Das wahre Problem liegt woanders
Sowohl die Genfer Flüchtlingskonvention als auch das individuelle Asylrecht im Grundgesetz waren Resultat einer welthistorischen Lektion: Nach dem faschistischen Ausrottungs- und Vernichtungskrieg sollten existenziell bedrohte und politisch verfolgte Menschen nie mehr an staatlichen Grenzpfählen scheitern, sondern fortan umfassenden Schutz genießen.
Längst bestimmt allerdings nicht mehr die jeweilige Lebenssituation von Zuwandernden, sondern fast ausschließlich ihr wirtschaftlicher Nutzen für das Aufnahmeland die Entscheidungen seiner Behörden. Zuletzt haben die das "C" im Namen führenden Unionsparteien mit der Forderung nach dem Zurückweisen Geflüchteter und nach Verlagerung der Asylentscheidungen in außereuropäische Länder alle sozialethischen Grundprinzipien preisgegeben, die während der Nachkriegsjahrzehnte galten. Mit dem christlichen Gebot der Nächstenliebe hat das nichts mehr zu tun.
Humanismus, sei er nun religiös oder philosophisch begründet, hat mittlerweile einen schweren Stand. Rücksichtslosigkeit im Umgang mit "Fremden" hingegen normalisiert sich zunehmend.

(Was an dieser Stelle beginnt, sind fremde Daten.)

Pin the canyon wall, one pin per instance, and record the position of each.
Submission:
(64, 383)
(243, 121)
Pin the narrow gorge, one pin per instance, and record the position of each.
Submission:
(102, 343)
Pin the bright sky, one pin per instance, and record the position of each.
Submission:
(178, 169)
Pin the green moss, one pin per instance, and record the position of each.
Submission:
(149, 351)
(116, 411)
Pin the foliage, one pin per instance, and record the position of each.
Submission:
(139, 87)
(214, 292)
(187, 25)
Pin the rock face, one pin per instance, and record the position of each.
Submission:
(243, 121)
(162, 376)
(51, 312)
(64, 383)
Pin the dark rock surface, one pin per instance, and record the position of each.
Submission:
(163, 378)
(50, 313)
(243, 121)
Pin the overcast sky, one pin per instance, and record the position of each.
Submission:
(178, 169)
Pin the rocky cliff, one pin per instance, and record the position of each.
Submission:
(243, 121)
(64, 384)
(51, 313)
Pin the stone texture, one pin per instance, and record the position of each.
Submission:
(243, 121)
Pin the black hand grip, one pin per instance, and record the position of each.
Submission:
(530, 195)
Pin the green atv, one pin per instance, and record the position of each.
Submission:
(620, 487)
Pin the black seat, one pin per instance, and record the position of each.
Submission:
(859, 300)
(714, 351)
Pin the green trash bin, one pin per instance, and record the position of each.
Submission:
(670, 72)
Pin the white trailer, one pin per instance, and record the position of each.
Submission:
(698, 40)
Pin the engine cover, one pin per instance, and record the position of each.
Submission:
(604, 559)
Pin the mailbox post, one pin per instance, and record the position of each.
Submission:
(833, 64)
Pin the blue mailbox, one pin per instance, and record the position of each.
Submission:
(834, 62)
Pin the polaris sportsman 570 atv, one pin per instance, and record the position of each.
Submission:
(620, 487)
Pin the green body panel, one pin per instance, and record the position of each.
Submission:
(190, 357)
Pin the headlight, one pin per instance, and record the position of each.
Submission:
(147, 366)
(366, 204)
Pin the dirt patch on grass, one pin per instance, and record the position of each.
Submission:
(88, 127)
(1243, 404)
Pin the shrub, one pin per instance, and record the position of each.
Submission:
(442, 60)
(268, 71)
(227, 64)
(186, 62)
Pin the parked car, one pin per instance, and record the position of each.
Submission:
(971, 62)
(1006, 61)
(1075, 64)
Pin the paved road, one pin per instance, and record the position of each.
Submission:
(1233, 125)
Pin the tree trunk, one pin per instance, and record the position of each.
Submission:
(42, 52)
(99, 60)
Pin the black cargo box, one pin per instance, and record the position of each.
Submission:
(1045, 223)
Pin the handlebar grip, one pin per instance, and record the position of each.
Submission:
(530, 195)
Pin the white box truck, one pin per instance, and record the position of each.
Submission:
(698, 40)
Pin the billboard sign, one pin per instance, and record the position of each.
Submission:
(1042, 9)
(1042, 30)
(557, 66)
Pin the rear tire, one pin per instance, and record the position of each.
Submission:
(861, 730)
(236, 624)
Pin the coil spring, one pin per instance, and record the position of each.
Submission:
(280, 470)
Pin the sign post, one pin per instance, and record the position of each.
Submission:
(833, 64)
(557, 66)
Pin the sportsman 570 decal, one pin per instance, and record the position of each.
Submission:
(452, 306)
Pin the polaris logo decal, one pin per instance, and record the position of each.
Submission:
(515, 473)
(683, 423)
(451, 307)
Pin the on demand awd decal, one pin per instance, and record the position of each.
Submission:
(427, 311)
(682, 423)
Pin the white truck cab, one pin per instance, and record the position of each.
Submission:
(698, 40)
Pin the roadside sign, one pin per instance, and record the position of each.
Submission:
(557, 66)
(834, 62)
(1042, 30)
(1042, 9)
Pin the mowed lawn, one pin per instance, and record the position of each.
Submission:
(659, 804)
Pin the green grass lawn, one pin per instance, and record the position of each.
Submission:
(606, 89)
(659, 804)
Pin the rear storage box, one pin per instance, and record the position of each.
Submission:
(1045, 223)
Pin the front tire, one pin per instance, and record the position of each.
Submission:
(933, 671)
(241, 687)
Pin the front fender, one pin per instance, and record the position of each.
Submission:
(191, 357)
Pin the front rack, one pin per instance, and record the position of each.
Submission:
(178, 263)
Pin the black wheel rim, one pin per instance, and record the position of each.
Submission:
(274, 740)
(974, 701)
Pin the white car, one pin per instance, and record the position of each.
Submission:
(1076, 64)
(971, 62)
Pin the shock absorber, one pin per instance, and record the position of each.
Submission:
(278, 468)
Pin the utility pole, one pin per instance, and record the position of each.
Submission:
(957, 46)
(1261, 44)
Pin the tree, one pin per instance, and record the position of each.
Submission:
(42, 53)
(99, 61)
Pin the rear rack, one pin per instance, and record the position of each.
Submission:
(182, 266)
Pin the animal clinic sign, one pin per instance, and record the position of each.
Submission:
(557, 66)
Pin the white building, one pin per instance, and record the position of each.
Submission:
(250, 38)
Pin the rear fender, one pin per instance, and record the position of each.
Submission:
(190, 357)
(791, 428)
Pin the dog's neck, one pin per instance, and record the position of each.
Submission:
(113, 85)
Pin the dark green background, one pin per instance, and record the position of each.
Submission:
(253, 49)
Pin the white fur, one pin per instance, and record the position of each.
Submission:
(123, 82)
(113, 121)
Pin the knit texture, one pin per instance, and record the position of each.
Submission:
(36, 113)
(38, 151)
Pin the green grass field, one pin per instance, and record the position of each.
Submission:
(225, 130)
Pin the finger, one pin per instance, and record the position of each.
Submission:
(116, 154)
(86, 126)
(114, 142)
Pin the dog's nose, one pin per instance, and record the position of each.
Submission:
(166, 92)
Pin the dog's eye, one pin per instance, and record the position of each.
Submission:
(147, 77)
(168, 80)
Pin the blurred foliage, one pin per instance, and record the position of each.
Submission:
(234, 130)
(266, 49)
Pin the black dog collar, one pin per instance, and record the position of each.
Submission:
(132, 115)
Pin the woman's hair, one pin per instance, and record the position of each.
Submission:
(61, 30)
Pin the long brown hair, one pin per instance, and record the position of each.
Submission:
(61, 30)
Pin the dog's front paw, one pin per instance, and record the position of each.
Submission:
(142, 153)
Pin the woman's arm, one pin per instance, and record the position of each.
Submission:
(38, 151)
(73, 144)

Die "irreguläre Migration", von der neuerdings alle etablierten Parteien behaupten, dass sie eingedämmt werden muss, ist nur zum geringsten Teil eine illegitime Migration. Denn jeder Mensch hat das Recht, einer ausweglosen Situation im eigenen Land zu entfliehen.
Während führende AfD-Politiker:innen die Unterstützung für Asylsuchende auf "Brot, Bett und Seife" beschränken wollen, verrenken sich die etablierten Parteien. Denn sie fühlen sich zwar noch immer an Recht und Gesetz gebunden, möchten dem mitverschuldeten Stimmungswandel in der Mehrheitsgesellschaft jedoch Rechnung tragen. Panikmache ist aber keine Basis für eine gute Migrationspolitik.
Wer der AfD das Wasser abgraben möchte, darf es nicht auf ihre Mühlen leiten, wie das momentan durch eine staatlicherseits betriebene Flüchtlingsabwehr und rechtspopulistische Sprüche von Spitzenpolitikern geschieht. Nicht die Migration, wie der frühere Bundesinnenminister Horst Seehofer einst behauptete, vielmehr die wachsende soziale Ungleichheit ist die Mutter aller Probleme: Aus der sich fast überall auf der Welt vertiefenden Kluft zwischen Arm und Reich resultieren ökonomische Krisen, ökologische Katastrophen sowie Kriege und Bürgerkriege, die ihrerseits größere Migrationsbewegungen auslösen, als den meisten politisch Verantwortlichen in den Aufnahme- und Transitländern lieb ist.